Although some lines in the report remain redacted, it appears that another problem centered on the N.S.A.’s acquisition of bulk domestic metadata. It used phone numbers and email addresses linked to terrorism to search that data, hunting for hidden associates of terrorism suspects.

But the text of Mr. Bush’s authorizations to the N.S.A. directed it “acquire” phone and email metadata only if at least one end of the communications were of foreigners abroad, or if the specific call or email was linked to terrorism. The bulk collection of purely domestic metadata would seem to go beyond the scope of that authority, even if Mr. Yoo’s theory of presidential power was accurate, because Mr. Bush had not explicitly authorized the collection of such data.

This gap was one of several concerns that prompted the Justice Department, led temporarily by Mr. Comey because Mr. Ashcroft was sick, to refuse to recertify that the program was lawful as it was operating at the time. On March 10, 2004, White House officials visited the hospital room of Mr. Ashcroft and asked him to overrule Mr. Comey. Mr. Ashcroft refused, citing Mr. Goldsmith’s analysis.

The next day, Mr. Bush reauthorized the program anyway without Justice Department approval. This time, Mr. Addington drafted additional language as a “fix,” the report said.

Among them, “to narrow the gap between the authority given on the face of prior authorizations and the actual operation of the program by the N.S.A.,” the report said, Mr. Bush’s new authorization proclaimed that the N.S.A. could “obtain and retain” metadata in general, and that the agency would be deemed to have “acquired” only those records that analysts specifically “searched for and retrieved” within the larger database.

This formulation appeared to permit bulk collection of domestic metadata, so long as the N.S.A. searched the database only for records related to terrorism suspects.

Mr. Bush also declared that this newly drafted distinction between obtaining and acquiring data reflected previous N.S.A. conduct that had been “known to and authorized by me.” The new language, Mr. Bush added, would be deemed to have been a part of his previous authorizations as if those words had been included in them when he signed them, so that he was ratifying and confirming the N.S.A.’s prior actions.

Mr. Addington also added language in which Mr.
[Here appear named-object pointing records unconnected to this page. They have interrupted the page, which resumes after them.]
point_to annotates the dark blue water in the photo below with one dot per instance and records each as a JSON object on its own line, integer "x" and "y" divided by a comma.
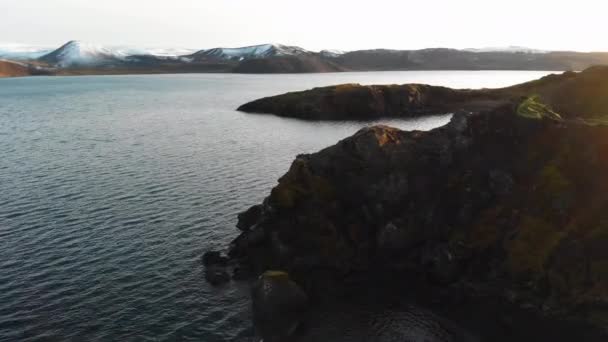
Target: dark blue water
{"x": 112, "y": 187}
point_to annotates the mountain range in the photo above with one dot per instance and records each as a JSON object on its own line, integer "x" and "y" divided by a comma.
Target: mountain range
{"x": 77, "y": 58}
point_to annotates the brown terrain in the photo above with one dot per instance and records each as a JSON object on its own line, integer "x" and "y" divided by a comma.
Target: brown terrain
{"x": 11, "y": 69}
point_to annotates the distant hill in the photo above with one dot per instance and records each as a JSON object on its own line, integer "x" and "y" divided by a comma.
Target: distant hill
{"x": 11, "y": 69}
{"x": 78, "y": 58}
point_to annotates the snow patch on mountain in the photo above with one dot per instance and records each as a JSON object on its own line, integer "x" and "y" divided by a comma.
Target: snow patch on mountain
{"x": 255, "y": 51}
{"x": 81, "y": 53}
{"x": 15, "y": 51}
{"x": 332, "y": 53}
{"x": 512, "y": 49}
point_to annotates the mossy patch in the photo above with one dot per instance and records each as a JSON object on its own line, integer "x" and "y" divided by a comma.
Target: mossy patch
{"x": 299, "y": 183}
{"x": 533, "y": 108}
{"x": 531, "y": 248}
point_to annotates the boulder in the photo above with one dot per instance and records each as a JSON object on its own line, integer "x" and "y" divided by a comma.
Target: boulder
{"x": 216, "y": 275}
{"x": 279, "y": 305}
{"x": 249, "y": 217}
{"x": 211, "y": 258}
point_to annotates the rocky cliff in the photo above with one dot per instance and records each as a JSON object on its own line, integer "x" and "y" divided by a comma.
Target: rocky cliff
{"x": 505, "y": 201}
{"x": 573, "y": 94}
{"x": 10, "y": 69}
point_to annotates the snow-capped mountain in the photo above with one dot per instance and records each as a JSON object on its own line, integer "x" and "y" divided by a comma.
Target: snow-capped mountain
{"x": 80, "y": 53}
{"x": 331, "y": 53}
{"x": 513, "y": 49}
{"x": 21, "y": 51}
{"x": 250, "y": 52}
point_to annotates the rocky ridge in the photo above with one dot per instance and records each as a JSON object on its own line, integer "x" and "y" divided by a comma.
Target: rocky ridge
{"x": 507, "y": 201}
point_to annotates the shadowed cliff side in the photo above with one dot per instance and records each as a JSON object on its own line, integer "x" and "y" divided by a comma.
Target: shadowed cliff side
{"x": 10, "y": 69}
{"x": 498, "y": 202}
{"x": 574, "y": 94}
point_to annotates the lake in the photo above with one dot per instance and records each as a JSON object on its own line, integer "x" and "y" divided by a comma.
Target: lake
{"x": 111, "y": 188}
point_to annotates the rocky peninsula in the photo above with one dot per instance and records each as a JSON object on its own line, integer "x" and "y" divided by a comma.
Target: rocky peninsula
{"x": 506, "y": 201}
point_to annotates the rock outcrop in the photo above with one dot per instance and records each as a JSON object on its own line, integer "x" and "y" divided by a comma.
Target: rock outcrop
{"x": 357, "y": 102}
{"x": 11, "y": 69}
{"x": 510, "y": 204}
{"x": 575, "y": 95}
{"x": 278, "y": 306}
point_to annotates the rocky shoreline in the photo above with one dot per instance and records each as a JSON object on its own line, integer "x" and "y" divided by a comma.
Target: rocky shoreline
{"x": 506, "y": 201}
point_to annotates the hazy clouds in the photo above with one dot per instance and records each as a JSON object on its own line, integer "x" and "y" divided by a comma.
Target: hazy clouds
{"x": 313, "y": 24}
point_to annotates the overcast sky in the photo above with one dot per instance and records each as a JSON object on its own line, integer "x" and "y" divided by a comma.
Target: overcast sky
{"x": 312, "y": 24}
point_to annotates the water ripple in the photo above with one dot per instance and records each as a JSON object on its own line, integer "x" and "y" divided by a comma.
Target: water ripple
{"x": 111, "y": 187}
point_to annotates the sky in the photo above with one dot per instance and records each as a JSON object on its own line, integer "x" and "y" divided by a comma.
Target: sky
{"x": 312, "y": 24}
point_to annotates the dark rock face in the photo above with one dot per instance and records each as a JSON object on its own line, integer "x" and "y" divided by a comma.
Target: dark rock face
{"x": 287, "y": 64}
{"x": 354, "y": 101}
{"x": 278, "y": 305}
{"x": 573, "y": 95}
{"x": 216, "y": 275}
{"x": 491, "y": 198}
{"x": 249, "y": 218}
{"x": 213, "y": 258}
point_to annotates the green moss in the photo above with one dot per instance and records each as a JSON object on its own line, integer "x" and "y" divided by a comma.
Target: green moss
{"x": 528, "y": 252}
{"x": 299, "y": 183}
{"x": 484, "y": 232}
{"x": 533, "y": 108}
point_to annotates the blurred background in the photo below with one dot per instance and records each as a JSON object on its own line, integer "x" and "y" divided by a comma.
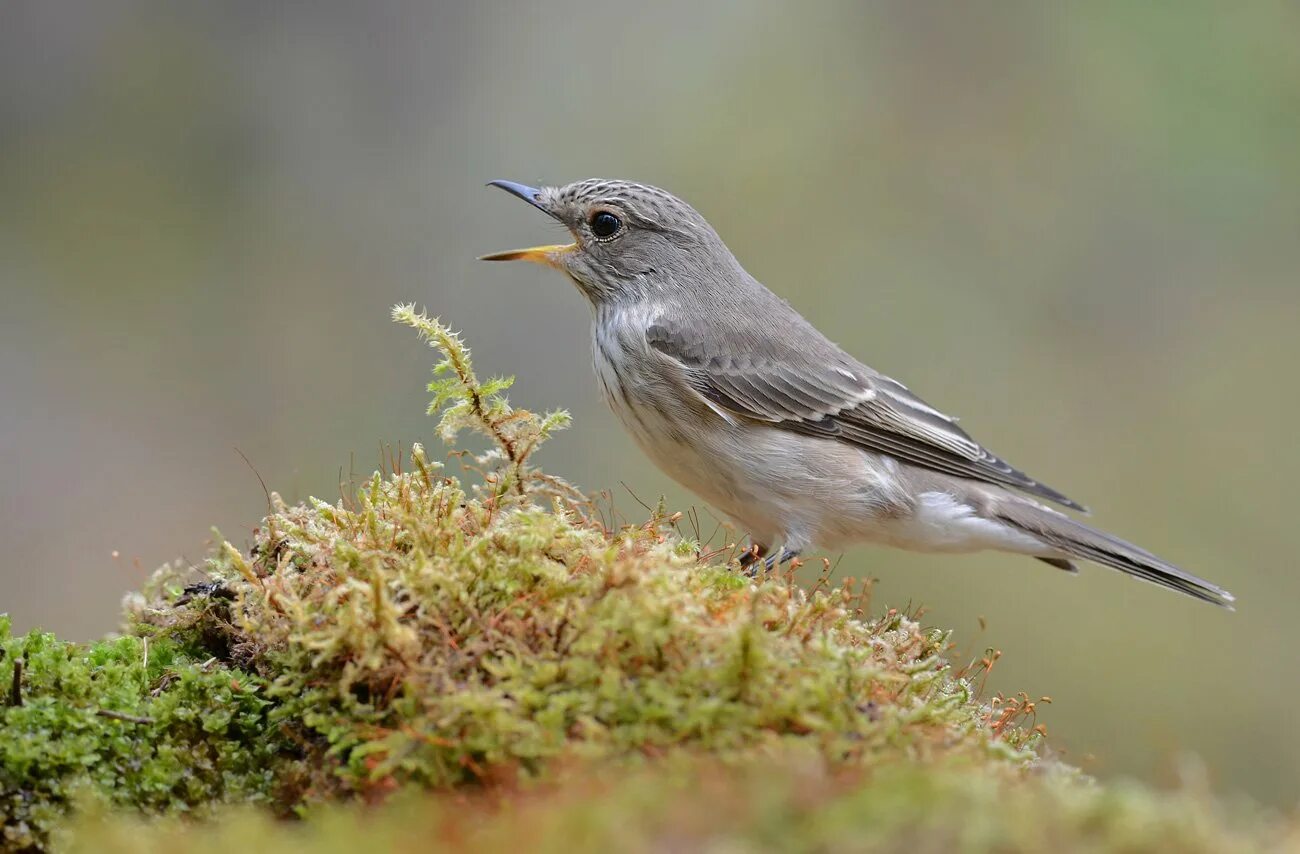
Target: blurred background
{"x": 1078, "y": 228}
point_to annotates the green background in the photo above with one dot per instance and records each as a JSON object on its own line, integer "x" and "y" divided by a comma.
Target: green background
{"x": 1078, "y": 228}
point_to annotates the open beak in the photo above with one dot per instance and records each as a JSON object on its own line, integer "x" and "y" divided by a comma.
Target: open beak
{"x": 544, "y": 255}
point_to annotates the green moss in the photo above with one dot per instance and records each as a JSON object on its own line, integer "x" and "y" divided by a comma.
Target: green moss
{"x": 133, "y": 723}
{"x": 490, "y": 636}
{"x": 788, "y": 802}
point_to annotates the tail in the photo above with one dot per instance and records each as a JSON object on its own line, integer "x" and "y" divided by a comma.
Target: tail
{"x": 1070, "y": 538}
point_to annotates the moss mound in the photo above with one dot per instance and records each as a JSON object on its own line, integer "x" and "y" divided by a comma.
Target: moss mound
{"x": 490, "y": 638}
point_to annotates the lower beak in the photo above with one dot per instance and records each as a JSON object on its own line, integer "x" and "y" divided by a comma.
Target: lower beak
{"x": 544, "y": 255}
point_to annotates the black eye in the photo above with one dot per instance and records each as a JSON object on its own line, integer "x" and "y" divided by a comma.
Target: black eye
{"x": 605, "y": 224}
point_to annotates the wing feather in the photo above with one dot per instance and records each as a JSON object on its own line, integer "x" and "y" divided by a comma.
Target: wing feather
{"x": 839, "y": 399}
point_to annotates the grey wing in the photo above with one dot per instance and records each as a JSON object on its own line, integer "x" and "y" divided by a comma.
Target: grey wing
{"x": 837, "y": 398}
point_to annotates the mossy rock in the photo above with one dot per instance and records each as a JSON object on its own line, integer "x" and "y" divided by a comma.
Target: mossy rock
{"x": 493, "y": 644}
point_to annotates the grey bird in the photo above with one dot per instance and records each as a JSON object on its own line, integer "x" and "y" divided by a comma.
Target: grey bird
{"x": 735, "y": 395}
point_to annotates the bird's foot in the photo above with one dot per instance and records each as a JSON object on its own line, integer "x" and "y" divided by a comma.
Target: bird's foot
{"x": 749, "y": 562}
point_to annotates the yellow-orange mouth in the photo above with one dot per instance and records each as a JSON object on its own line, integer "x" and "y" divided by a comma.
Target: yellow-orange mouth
{"x": 545, "y": 255}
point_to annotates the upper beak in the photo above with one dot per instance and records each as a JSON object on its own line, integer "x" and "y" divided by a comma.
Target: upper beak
{"x": 546, "y": 255}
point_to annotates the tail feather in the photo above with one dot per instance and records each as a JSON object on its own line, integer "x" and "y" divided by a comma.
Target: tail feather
{"x": 1071, "y": 538}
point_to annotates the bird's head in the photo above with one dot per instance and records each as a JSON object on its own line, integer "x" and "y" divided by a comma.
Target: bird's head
{"x": 628, "y": 238}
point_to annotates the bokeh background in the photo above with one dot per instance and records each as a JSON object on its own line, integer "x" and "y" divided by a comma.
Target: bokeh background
{"x": 1077, "y": 226}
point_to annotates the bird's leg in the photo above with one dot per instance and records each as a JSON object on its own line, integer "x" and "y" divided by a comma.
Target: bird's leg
{"x": 752, "y": 556}
{"x": 787, "y": 555}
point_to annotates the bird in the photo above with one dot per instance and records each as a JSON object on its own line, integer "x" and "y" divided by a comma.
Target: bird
{"x": 739, "y": 398}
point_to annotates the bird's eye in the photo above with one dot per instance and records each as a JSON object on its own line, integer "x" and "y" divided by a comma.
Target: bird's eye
{"x": 605, "y": 224}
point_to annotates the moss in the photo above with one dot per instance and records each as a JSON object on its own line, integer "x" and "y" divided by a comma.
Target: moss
{"x": 484, "y": 634}
{"x": 133, "y": 723}
{"x": 788, "y": 802}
Bush, for the first time, explicitly said that his authorizations were “displacing” specific federal statutes, including the Foreign Intelligence Surveillance Act and criminal wiretapping laws. The White House counsel, Alberto Gonzales, then told Mr. Goldsmith that the president had “made an interpretation of law concerning his authorities” and that the Justice Department could not act in contradiction of Mr. Bush’s determinations.

But Mr. Bush’s willingness to go forward with the program without operational changes prompted a threat of mass resignation by top department officials. To avert that meltdown, Mr. Bush then agreed to accept curbs on the program.